One of the luckiest crossings was made by Denis Longmate, one of that small band of Dorsets who had made it over from the south bank the night before and not fallen straight into enemy hands. He had got to Oosterbeek and taken up a defensive position inside the perimeter, only to be ordered out in the general evacuation. He’d been very fortunate to survive that first crossing. It seemed tempting providence to make the return trip so soon after. Back down at the river bank, he was climbing into a rescue boat when he slipped and fell in the river. He thought he was a goner. Those on board were pushing off from the side, desperate to get away as the evacuation stretched on towards dawn and the odds of the Germans crashing in to stop it increased. He gripped the side of the boat, ‘hanging on for dear life’, but they were about to leave him struggling – drowning – in the water when a sergeant took charge. ‘We’re not going till you’re on,’ he said, and made the men pull Longmate on board. ‘I was in the water for seconds but it felt like a lifetime. I thought I was going to be left behind, to be shot or taken prisoner. It was such a relief to get on board. I bless that sergeant.’
On the other side, Longmate was overwhelmed by a sense of desolation. All around him, Airborne were meeting up with mates, reunited, happy to be alive. But there was no sign of any other Dorsets. ‘As I walked down that road away from the river, the very same one I’d come down twenty-four hours earlier, I thought I was the only man of my regiment left. All the rest must have died. There was just me. I went into the old barn where we’d rested up on the way out. Nothing there, not a soul. I felt myself wondering if I was actually dead.’ But he was alive and, as he now discovered, not alone. ‘I got to the building in Driel that had been our company headquarters and went in. There was a glow of candlelight at the bottom of the stairs, faces, and a cheer went up. “It’s Den! Good old Den! Well done!” There were about fifteen of them and though we were tired, cold and wet, we all had one thing in common – we had returned in one piece.’ A Dorset officer, a young lieutenant they all knew, came to address them. He was injured, his arm was in a sling, but he was going back over the river to help complete the evacuation. He asked for volunteers to go with him. No one stepped forward, no one said a word. ‘I don’t blame you,’ he said as he left. ‘You’ve done your bit.’

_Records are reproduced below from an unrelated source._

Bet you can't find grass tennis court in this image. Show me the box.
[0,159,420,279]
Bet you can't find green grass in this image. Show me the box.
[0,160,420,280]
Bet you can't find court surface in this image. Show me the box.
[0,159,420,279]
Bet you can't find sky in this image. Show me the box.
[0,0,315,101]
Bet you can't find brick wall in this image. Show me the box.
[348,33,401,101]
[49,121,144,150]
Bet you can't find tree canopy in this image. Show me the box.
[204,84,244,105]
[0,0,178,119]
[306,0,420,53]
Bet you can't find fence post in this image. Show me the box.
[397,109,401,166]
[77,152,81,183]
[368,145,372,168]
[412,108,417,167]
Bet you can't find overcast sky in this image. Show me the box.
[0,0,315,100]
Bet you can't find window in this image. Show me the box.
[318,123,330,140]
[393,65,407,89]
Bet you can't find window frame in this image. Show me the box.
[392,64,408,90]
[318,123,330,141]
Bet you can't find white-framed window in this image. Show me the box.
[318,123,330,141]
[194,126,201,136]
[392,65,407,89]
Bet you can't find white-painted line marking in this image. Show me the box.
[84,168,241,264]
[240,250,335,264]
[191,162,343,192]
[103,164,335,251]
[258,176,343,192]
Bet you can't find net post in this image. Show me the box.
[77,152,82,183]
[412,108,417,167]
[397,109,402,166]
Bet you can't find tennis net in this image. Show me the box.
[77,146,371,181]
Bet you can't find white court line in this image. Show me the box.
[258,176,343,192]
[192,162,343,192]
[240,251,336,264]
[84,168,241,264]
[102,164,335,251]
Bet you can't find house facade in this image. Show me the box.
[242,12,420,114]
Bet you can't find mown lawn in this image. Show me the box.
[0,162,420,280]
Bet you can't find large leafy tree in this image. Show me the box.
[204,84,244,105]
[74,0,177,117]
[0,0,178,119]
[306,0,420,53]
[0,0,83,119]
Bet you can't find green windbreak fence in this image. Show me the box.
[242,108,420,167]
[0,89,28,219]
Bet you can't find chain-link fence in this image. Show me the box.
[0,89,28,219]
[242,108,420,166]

But others were going back, among them Robert Talbot Watkins, the Methodist chaplain of 1 Para. He had done much of his work in the battle with the wounded and the dying, particularly at the casualty station in Kate ter Horst’s house. When the evacuation was ordered, Urquhart had instructed – sensibly – that the wounded and the medics attending them would have to stay behind. No stretchers – the same order as there had been in the latter stages at Dunkirk. Nor would those being left behind be told in advance. But, since his casualty station was close to the river – half a mile at most – Watkins argued that the walking wounded should be given a chance as long as they did not slow down the able-bodied. This was agreed. With the evacuation just about to begin, he quietly broke the news to the medics in his casualty station and asked them to choose who should go.
‘I specified that they should be men who physically had a chance of making it and who had enough reserves of spirit to be able to endure a trip which I expected to be opposed. They would have to be assembled and ready to move without fuss at 11.30 p.m. on the dot.’ His ‘flock’ were there right on time, standing in the rain, some thirty of them. ‘I was a bit taken aback by many of them. They looked such wrecks. There were even men with chest wounds, unable to hold themselves erect. I explained the plan. They would be divided into two sections, each in the charge of an orderly. They would move down the taped route. They would obey all orders. They would claim no privileges and were to claim no help from fit men or hinder the evacuation of fit men.’ He warned them to expect to encounter fighting and that they might be safer staying where they were rather than trying to leave. ‘I asked if anyone wished not to take the risk, but not one changed his mind.’